When I was 20, I went through a bit of a...redefinition of who I was, is probably the best way to say it. I was in a relationship with my first serious boyfriend, and it was time. You know, that time that every relationship comes to - the time where you ask yourself, is this it? Is this the one? Is this forever?
|Me as a 20 year old on my first big adventure abroad!|
As I asked myself these question, as I even talked with him about these questions, I realised I was undecided. (A great question to ask your significant other... "Will you wait for me?" NOT!). I loved my relationship with him; I loved that we got along so well; I loved that he was so secure. I, however, was not. I was in the middle of realising who I was, who I wanted to be, what I wanted to do. And in that, I became very uncertain in what our relationship would provide to my life! I talked with it about him, I talked about it with others, I thought about it always. And I loved who I was becoming, what I was discovering! But it was completely outside of who I was in that relationship.
In the end, he broke up with me. He was protecting himself from getting hurt by me, or so he says. But it was for the best. I continued on my path to who I am today - a path that has included traveling to many different places, living in many different places, meeting so many people, and just enjoying my single-dom (even in the relationships I have had since then).
After that relationship though, I realised something - and this is how I told myself this realisation...
If I would have stayed with him, I would have had a good life. I would have been happy. I would have been settled. But I would not have done everything that I have been able to do since then. I would likely have started holding a grudge against him for making me choose the simple life. I would have felt like I...settled.
And I made a pact to myself - I would never settle again. I would never allow myself to choose a man over the next adventure, the next thing. And I don't think I have! I have been constantly striving towards greatness. (Not reaching it yet, obviously).

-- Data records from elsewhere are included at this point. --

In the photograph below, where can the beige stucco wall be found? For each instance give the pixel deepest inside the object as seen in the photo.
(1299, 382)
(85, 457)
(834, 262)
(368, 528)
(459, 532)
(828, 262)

But I recently came across something, while working on a document here at work. I thesaurused (is that a word? haha!) the word 'to settle.' And this is what I came up with:
- resolve, reconcile, clear up, straighten out, mend, patch up- stay, inhabit, put down roots, set up house, establish yourself, colonise, stay on, remain- land, perch, alight, roost, come to rest- become peaceful, become calm, settle down, calm down, relax- sink, drop, descend, fall, go to the bottom, lie
And I realised. All this time, these many years, I have been looking at the word 'to settle' in a very close-minded way. I thought when people settled, they sank, they fell to the bottom, they stayed. I thought that if I settled, I would just drop. My roots would sink down and I would never move again.
But look at what else 'to settle' means - to resolve, to become peaceful, to come to rest. I realised that in that moment as a 20-year old when I came into my own as a woman, I was doing just that - I was resolving who I was with who I would be. I came to rest in my full being. I was finally at peace with who I am - a curious, world travelling, woman who does everything in her own individual way, with a passionate heart, a strong tongue and a stubborn mind.
I was working so hard to not settle, that somewhere along the way, I settled.